Nestory Park hopes the garden will not only contribute toward its goals of sustainability for the site, but provide the community with an active and engaging space that would contribute to the Bayview neighborhood.
“I think we’ve landed on something amazing for the community, which was our intent from the start,” said Nestory Park’s Chief Executive Officer and Founder David Flaherty. The project’s urban green roof will be designed by Carmel, Calif.,-based Rana Creek, who also designed green roofs for the California Academy of Sciences and the Salesforce Transit Center.
Currently, the project site is occupied by a Stop ‘n Stor Mini Storage, although it will be demolished to make room for the upgraded facilities. Nestory Park’s plans for the six-story development also include 2,498 square feet of retail sales and service space, 15 vehicular parking spaces and five loading spaces. According Flaherty, the commercial storage warehouse will include units that are a variety of sizes, although specific sizes and quantities of each unit type have not yet been determined. However, the project team is planning on incorporating modular construction into its design to provide its future tenants with more flexible storage spaces.
“There is going to be a combination of larger and smaller spaces, because commercial uses are different,” said Flaherty. “Some businesses need more space, while others need less.
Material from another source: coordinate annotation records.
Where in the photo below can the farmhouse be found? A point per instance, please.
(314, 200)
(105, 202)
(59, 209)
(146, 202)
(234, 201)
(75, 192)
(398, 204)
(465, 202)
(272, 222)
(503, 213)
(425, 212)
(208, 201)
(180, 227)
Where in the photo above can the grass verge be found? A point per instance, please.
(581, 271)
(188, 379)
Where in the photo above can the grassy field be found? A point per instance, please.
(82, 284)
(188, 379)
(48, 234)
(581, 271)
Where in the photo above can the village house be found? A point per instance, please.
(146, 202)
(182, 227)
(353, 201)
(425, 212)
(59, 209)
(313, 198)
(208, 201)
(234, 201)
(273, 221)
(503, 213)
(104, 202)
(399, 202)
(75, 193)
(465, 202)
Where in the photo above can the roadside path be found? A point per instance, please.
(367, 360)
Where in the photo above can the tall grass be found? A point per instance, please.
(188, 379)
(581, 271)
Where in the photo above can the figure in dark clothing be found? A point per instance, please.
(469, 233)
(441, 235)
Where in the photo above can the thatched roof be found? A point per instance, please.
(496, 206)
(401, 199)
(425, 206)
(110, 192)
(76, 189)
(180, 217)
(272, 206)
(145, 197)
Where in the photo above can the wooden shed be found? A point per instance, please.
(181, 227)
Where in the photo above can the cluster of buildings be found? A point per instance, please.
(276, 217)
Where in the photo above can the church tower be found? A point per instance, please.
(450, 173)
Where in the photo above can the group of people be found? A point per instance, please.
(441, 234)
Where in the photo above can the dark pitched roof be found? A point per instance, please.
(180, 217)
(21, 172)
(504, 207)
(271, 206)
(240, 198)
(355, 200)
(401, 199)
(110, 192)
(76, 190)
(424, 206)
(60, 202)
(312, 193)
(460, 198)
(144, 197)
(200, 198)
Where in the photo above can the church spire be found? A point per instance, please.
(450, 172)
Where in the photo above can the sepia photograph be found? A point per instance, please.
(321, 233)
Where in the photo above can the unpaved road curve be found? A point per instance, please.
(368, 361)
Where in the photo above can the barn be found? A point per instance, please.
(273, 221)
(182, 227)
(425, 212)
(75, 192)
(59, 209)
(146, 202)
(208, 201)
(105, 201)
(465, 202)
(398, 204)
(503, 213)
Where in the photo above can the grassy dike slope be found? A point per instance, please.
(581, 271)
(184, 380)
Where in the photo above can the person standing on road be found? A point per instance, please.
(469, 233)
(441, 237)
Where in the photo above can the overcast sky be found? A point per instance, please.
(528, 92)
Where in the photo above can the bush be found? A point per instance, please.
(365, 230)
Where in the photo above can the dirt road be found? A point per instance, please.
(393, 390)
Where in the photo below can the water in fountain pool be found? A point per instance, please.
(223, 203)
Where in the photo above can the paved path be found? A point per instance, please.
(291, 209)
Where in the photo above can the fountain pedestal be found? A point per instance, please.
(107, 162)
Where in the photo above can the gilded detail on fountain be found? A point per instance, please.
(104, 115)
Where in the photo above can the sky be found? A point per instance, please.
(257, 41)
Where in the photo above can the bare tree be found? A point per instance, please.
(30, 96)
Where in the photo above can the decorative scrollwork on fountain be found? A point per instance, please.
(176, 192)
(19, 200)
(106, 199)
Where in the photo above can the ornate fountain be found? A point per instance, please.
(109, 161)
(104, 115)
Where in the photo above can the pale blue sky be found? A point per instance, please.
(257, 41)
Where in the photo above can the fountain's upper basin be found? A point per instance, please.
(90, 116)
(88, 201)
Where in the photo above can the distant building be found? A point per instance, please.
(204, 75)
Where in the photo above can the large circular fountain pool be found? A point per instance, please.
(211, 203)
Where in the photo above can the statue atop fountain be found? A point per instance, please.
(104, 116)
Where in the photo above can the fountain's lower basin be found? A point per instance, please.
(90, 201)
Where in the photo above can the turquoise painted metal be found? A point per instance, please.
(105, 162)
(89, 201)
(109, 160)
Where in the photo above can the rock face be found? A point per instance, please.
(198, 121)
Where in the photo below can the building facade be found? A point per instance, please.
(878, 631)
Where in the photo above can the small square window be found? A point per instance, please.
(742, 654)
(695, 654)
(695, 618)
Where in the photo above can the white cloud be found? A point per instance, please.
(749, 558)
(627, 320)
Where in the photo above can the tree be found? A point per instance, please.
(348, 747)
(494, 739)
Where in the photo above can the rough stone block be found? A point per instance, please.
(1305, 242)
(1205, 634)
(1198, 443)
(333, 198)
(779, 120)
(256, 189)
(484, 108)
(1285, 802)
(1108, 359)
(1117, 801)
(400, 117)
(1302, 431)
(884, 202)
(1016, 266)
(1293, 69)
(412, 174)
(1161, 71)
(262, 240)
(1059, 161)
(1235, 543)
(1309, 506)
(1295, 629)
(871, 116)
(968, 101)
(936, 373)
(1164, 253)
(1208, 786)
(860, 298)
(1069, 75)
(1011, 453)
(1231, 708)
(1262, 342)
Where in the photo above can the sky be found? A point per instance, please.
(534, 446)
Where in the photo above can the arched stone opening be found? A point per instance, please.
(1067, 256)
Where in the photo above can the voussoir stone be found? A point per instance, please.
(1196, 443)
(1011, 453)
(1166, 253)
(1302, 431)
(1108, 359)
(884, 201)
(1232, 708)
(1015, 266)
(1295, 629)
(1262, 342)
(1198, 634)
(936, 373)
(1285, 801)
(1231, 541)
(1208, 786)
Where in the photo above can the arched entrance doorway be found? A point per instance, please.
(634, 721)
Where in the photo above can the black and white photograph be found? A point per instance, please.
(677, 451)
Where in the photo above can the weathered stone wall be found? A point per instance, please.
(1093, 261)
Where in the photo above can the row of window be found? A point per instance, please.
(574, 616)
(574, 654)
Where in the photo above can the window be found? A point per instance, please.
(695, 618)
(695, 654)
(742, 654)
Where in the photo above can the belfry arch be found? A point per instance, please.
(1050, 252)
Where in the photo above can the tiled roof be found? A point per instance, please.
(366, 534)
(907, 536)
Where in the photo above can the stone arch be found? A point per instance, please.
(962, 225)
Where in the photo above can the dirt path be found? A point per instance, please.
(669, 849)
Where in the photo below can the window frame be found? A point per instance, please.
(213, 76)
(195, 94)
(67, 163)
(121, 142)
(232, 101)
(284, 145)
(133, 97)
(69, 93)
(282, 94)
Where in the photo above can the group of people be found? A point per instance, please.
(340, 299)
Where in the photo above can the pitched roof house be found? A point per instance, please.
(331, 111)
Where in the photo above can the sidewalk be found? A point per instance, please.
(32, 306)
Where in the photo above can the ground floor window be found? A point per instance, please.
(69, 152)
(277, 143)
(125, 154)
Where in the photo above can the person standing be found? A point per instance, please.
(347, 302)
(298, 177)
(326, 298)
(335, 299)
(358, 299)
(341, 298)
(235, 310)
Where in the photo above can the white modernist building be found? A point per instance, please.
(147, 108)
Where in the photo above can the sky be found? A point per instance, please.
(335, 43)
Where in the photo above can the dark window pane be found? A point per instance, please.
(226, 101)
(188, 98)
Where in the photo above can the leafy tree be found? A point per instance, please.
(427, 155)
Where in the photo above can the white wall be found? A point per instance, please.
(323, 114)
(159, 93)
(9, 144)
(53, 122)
You need to get the right mix, and it’s sort of a science.”
Initially, Nestory Park and the development team had planned on lining the commercial storage space portion of the development with retailers, to create a one-stop type of facility where businesses could produce and sell their wares.
“Nestory Park is about adaptive re-use around failed retail,” said Flaherty. “When we originally approached the City, we were going to rim the perimeter of our facility with active businesses that would have a front door, a name and some type of storage, where they could both create and sell.”
Flaherty admitted that while the City liked Nestory Park’s proposal, they asked the development team to focus on creating a project that used the existing zoning. However, Flaherty said that the need for commercial self-storage and spaces like it within the City of San Francisco is extremely high.
“If you’re a business today and need to store something, there is no place to store,” said Flaherty. “[Commercial storage spaces] have been torn down and converted to office buildings or ‘higher and better’ uses. The only commercial self-storage at-scale that we know that exists is the Cow Palace.”
The Jerrold Ave. site is aptly situated to cater to such businesses; the Bayview neighborhood is heavily commercial already, and the site is surrounded by businesses such as New Century Custom Cabinet, Floramor Studio Florist, EC Auto Body and Metalmen Sheet Metal Products.
“We’re actively going to solicit the business community at a very different level in the Bayview than other businesses have done,” said Flaherty.
The City of San Francisco released its preliminary project assessment for the development at the beginning of December 2018, and Nestory Park hopes to wrap up the approvals process throughout 2019 and break ground on the development in 2020.
“With the track record we have on this site, we are going to proceed immediately [with construction],” said Flaherty. “I think we’re going to make the Bayview proud, meaning that the building itself will be something different.”